Identification systems based on unique identifiers are no longer restricted to individuals' ID cards, car plates or telephone numbers. Already for many years product identification has been established in the world of things, using unique identifiers on sales items, their packaging as well as other sales and transport units. This is seen as a major step forward in consumer safety, in particular uncovering counterfeit and illicit trade activities.  

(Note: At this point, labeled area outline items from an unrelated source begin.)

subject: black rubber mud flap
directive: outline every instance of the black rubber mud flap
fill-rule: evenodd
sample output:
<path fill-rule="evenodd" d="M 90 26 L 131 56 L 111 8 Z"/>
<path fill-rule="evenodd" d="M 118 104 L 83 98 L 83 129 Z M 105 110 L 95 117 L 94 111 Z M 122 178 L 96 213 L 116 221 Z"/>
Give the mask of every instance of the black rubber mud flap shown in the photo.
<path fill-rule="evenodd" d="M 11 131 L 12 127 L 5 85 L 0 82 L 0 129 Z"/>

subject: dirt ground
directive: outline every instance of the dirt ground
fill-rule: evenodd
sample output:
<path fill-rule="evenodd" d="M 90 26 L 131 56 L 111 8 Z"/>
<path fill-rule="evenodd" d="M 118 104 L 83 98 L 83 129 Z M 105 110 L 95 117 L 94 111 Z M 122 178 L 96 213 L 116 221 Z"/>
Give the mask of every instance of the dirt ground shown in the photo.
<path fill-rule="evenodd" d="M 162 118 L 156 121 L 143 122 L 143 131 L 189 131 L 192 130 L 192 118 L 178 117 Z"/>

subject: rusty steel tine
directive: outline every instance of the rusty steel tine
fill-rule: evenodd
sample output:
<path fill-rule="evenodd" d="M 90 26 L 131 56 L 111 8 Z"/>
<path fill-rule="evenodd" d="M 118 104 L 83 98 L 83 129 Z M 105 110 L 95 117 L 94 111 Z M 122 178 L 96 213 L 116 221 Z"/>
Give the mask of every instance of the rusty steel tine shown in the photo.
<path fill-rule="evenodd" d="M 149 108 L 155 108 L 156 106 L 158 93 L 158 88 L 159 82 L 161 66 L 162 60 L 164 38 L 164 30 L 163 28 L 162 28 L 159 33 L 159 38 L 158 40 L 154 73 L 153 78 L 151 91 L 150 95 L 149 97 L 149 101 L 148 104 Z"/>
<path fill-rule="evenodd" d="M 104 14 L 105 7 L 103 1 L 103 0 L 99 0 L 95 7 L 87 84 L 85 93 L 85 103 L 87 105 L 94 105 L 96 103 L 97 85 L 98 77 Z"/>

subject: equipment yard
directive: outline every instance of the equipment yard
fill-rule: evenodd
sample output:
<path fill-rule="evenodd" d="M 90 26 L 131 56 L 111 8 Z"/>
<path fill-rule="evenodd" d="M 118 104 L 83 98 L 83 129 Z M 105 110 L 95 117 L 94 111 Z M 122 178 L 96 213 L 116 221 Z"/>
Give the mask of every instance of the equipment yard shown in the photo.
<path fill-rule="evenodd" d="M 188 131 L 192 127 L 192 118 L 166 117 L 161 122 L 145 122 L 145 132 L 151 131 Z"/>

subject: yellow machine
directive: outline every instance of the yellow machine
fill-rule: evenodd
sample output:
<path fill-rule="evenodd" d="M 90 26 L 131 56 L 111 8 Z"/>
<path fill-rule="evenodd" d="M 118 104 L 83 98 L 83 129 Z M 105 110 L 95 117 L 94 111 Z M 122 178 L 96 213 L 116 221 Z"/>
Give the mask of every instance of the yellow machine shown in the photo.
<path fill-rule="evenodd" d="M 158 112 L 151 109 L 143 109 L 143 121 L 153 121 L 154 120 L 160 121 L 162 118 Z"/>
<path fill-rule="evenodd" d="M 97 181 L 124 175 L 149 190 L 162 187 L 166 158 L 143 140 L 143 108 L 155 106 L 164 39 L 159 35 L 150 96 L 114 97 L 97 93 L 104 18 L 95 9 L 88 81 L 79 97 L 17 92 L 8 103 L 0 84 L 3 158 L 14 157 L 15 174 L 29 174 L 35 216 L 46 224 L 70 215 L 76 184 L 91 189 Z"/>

ISO 22381 outlines interoperability among independently functioning product identification and related authentication systems, as described in ISO 16678. It specifies an environment open to any new method of identification and authentication of objects, as well as older systems which may need to be kept accessible. It is applicable for various industries, stakeholders and users. It can be used on a global scale, in general or in more limited environments. ISO 22381 also aims at supporting those involved in planning and establishing interoperation. The permanent transfer of data from one system to another is not part of the standard.

Key features of ISO 22381

ISO 16678 outlined functional units and principles of systems based on unique identifiers. This guideline aims at laying out the landscape of safe interoperable architectures. It fosters vast deployment of object identification and authentication systems to deter counterfeits, product falsification and illicit trade, and to increase resilience against product fraud. Thus, industry and other sectors, confronted with the need to adopt object identification systems can be running multiple identification schemes in parallel. Governments, associations, industry as well as all other stakeholders in the battle against counterfeiting and illicit trade are encouraged to use this guideline which is applicable from simple to sophisticated object identification systems. The guideline aims to leave competition open to current and future solutions in Object Identification and Authentication Systems.

What can you do?

This standard is in the final voting stage before being published as an international standard, and is available for review and comment until February 5, 2018. It has been submitted to ISO member countries for voting.  You can help to shape the final published standard by contacting your National Standard Body  and get access to the document and submit your comments. 

Your comments will be forwarded to the mirror committee responsible for developing your national position and voting on the draft standard.